Je crois que je préfère le concept, la proposition presque théorique et le traitement d'une aridité surprenant que le résultat. Je suis absolument séduit par cette idée de triple narration tellurique qui fait se conjoindre les trois éléments fondamentaux en un quatrième quand l'eau, la terre et l'air viennent mettre le feu à l'avion de Tom Hardy. Je suis évidemment en extase devant cette obsession du temps chez le réalisateur qui reproduit exactement le même motif de film en film, la mise en scène de temps cinématographiques distincts et qui ici le fait dans une pureté du geste absolu (aucun ralenti). J'adore l'approche mine de rien novatrice du film de guerre qui au lieu de nous plonger dans des combats sanglants nous placent dans un no man's land où l'ennemi est invisible. En cela le film est incroyablement l'antithèse absolu de
Il faut sauver le soldat Ryan et de sa scène mythique du débarquement. Là où des soldats arrivent sur la plage sous les balles ennemies se faisant littéralement déchiqueter, ici les soldats font tout pour en repartir dans une peur et une violent exsudée de ses effusions de sang. En cela le film est de toute façon assez incroyable, cette espèce de pureté absolu du décor, cette plage immense balayée par le vent, recouvrant d'écume des cadavres ramenés par la houle. Ces mouvements de foule gigantesque comme une chorégraphie de la peur absurde. Il y a là des images je crois assez inédites et sidérantes.

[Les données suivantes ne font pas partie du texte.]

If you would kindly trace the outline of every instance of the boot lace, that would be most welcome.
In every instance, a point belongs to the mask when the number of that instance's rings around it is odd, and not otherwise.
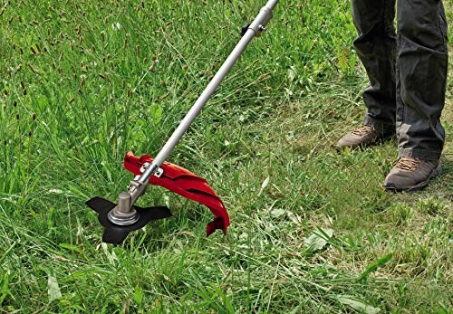
[[[359,128],[357,128],[356,129],[354,129],[352,131],[352,134],[356,135],[358,137],[362,137],[364,135],[370,134],[372,131],[374,131],[374,128],[372,128],[370,126],[365,126],[365,125],[362,124],[361,126],[360,126]]]
[[[406,171],[415,171],[420,161],[417,158],[401,157],[395,163],[395,167]]]

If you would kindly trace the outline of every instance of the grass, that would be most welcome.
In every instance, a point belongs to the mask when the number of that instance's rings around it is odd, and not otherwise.
[[[228,234],[150,188],[140,204],[174,217],[101,243],[84,202],[127,186],[124,153],[156,154],[262,5],[3,3],[0,312],[451,311],[452,71],[444,175],[385,193],[395,141],[333,148],[366,85],[342,1],[282,2],[171,156],[222,197]]]

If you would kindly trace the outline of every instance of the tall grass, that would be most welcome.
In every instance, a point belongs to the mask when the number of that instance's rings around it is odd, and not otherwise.
[[[170,157],[221,195],[227,236],[150,188],[174,217],[101,243],[84,202],[127,186],[124,153],[159,151],[263,4],[2,4],[1,311],[448,312],[450,142],[415,195],[379,187],[395,143],[332,147],[366,82],[344,1],[282,1]]]

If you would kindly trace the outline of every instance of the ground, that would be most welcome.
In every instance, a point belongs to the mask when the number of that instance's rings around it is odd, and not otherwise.
[[[2,4],[0,312],[451,311],[452,67],[442,176],[385,192],[396,140],[334,148],[367,84],[344,1],[282,2],[169,158],[220,195],[227,235],[152,187],[140,205],[174,216],[101,243],[84,202],[125,189],[126,151],[159,151],[262,5]]]

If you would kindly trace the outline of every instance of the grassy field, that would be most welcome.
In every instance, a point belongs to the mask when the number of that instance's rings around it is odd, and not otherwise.
[[[333,147],[367,83],[348,1],[282,1],[173,152],[221,196],[226,236],[152,187],[139,205],[174,216],[101,243],[84,202],[125,189],[125,152],[159,151],[263,4],[1,2],[0,313],[453,310],[453,71],[444,175],[384,192],[395,140]]]

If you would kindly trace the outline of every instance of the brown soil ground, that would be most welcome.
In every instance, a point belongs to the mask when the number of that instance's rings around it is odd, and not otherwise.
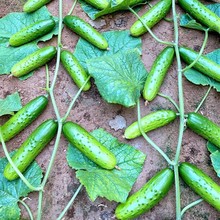
[[[3,17],[9,12],[21,11],[23,1],[18,0],[1,0],[0,2],[0,17]],[[63,14],[67,14],[68,10],[72,6],[72,0],[63,1]],[[156,1],[152,1],[154,4]],[[52,1],[49,5],[49,10],[53,15],[58,15],[58,1]],[[146,10],[140,11],[140,14]],[[178,12],[181,12],[177,6]],[[119,12],[104,16],[96,21],[91,21],[80,8],[79,4],[74,10],[74,14],[89,21],[94,27],[100,31],[108,30],[125,30],[129,29],[131,24],[136,20],[135,16],[129,12]],[[168,15],[170,17],[171,14]],[[153,28],[154,33],[161,39],[172,40],[173,27],[172,23],[161,21]],[[188,45],[195,50],[199,50],[204,34],[199,31],[183,29],[180,30],[180,44]],[[163,46],[155,42],[149,34],[145,34],[143,37],[143,55],[142,59],[147,68],[150,70],[152,62],[158,55]],[[63,46],[68,47],[71,51],[74,50],[74,46],[78,41],[77,35],[64,28],[63,31]],[[53,38],[47,44],[56,45],[56,38]],[[211,52],[214,49],[219,48],[219,36],[211,33],[205,53]],[[52,75],[55,67],[55,61],[49,63],[50,73]],[[33,77],[26,81],[20,81],[16,78],[9,78],[7,75],[0,76],[0,98],[5,98],[8,94],[18,91],[22,103],[27,103],[30,99],[36,97],[38,94],[43,94],[41,89],[45,86],[45,72],[44,68],[39,69]],[[203,95],[207,91],[207,87],[196,86],[188,82],[183,78],[184,97],[185,97],[185,111],[193,111]],[[56,101],[61,112],[61,115],[67,110],[68,104],[71,98],[76,94],[77,87],[72,83],[70,77],[66,74],[65,70],[60,67],[59,77],[56,84],[55,95]],[[177,67],[176,62],[173,63],[169,73],[165,79],[165,82],[161,88],[161,92],[170,95],[175,101],[178,101],[177,91]],[[145,115],[153,110],[160,108],[173,108],[172,104],[167,100],[157,97],[147,107],[144,106],[144,101],[141,101],[142,114]],[[200,109],[200,112],[209,117],[214,122],[220,124],[220,96],[212,90],[207,100]],[[119,138],[123,142],[127,142],[134,147],[138,148],[142,152],[147,154],[147,159],[143,172],[139,176],[135,183],[132,192],[138,190],[154,173],[167,166],[163,158],[153,150],[143,138],[137,138],[135,140],[126,141],[122,138],[124,128],[117,130],[120,127],[112,125],[112,120],[116,116],[122,116],[127,125],[136,120],[136,108],[124,108],[119,105],[112,105],[106,103],[101,99],[96,86],[93,84],[90,91],[83,93],[76,105],[71,111],[69,116],[70,120],[77,121],[82,126],[86,127],[89,131],[95,128],[104,128],[112,135]],[[16,149],[22,141],[28,136],[28,134],[44,119],[55,117],[52,105],[50,104],[44,114],[39,117],[37,121],[32,123],[29,129],[22,132],[17,138],[14,138],[8,142],[7,146],[9,150]],[[1,118],[1,123],[7,118]],[[114,121],[113,121],[114,122]],[[117,123],[117,120],[116,120]],[[178,138],[178,124],[176,120],[174,123],[155,130],[149,133],[150,138],[154,140],[161,148],[170,156],[174,157],[175,148]],[[51,152],[53,150],[54,141],[52,141],[47,148],[41,153],[37,161],[42,169],[45,171],[49,162]],[[55,220],[59,213],[63,210],[73,193],[79,186],[79,181],[75,177],[74,171],[67,165],[65,155],[67,149],[67,141],[62,137],[59,151],[56,157],[55,164],[53,166],[52,173],[45,188],[44,201],[43,201],[43,220]],[[2,150],[0,150],[0,156],[3,156]],[[181,152],[181,161],[188,161],[195,163],[201,169],[206,171],[218,184],[220,184],[219,178],[217,178],[215,172],[212,169],[209,152],[206,149],[206,141],[194,134],[190,130],[186,130],[183,138],[183,146]],[[37,193],[29,194],[30,200],[27,201],[33,210],[34,216],[37,213]],[[198,196],[193,193],[182,181],[181,181],[181,199],[182,206],[196,200]],[[95,202],[91,202],[87,196],[85,189],[83,189],[74,204],[69,209],[65,216],[65,220],[110,220],[114,219],[114,210],[116,207],[115,202],[109,202],[105,199],[98,198]],[[22,208],[22,218],[28,219],[26,211]],[[168,196],[162,200],[157,206],[155,206],[148,213],[138,218],[150,219],[150,220],[172,220],[175,219],[175,189],[174,187],[169,192]],[[189,210],[183,217],[184,220],[217,220],[220,219],[219,213],[215,211],[206,202],[202,202],[199,206],[196,206]]]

Cependant quelque chose m'empêche sans cesse d'être à fond sans que je parvienne vraiment à mettre le doigt dessus. Je suis un immense fan de survival donc je pensais le film taillé pour moi et si j'ai été constamment happé par cette construction en tension permanente, il me semble qu'il manque une certaine viscéralité au traitement. Je trouve le film presque aseptisé dans sa description de la violence et de la peur, à l'image de ses jeunes soldats majoritairement inexpressifs, que Nolan veut visiblement aussi lisse que possible, les réduire à l'état de silhouettes, de visages, les indifférencier (très belle séquence du gasoil où on ne sait plus qui est qui et où on réalise que finalement peu importe
Puis plus prosaïquement si les séquences sur la plage sont extraordinaires, si les batailles aériennes sont renversantes, les passages sur le bateau avec Rylance sont quand même beaucoup moins fortes et les micro-conflits (Cillian Murphy est-il un risque ? L'accident bête du gosse...) qui s'y déroulent paraissent un peu dérisoires même si encore une fois je comprends l'idée de Nolan, mettre tout à plat, le temps, l'espace, l'individu, le groupe. Même si c'est un détail, il est vrai également qu'on ne sent pas trop la semaine d'attente sur la plage
Je regrette aussi comme beaucoup ces quelques dernières minutes qui semblent appartenir à presque un autre film tant ce discours d'espoir nationaliste ne correspond en rien au projet du film, c'est un peu maladroit. Comme si dans les dernière secondes, Nolan faisait une espèce de concession à une certaine convention, ici déplacée. Pas fan non plus du personnage de Branagh, espèce de caution historique figée et empesée (ses larmes avec la bande son qui va bien quand il voit arriver les bateaux civils ça m'a saoulé et pas ému une seconde).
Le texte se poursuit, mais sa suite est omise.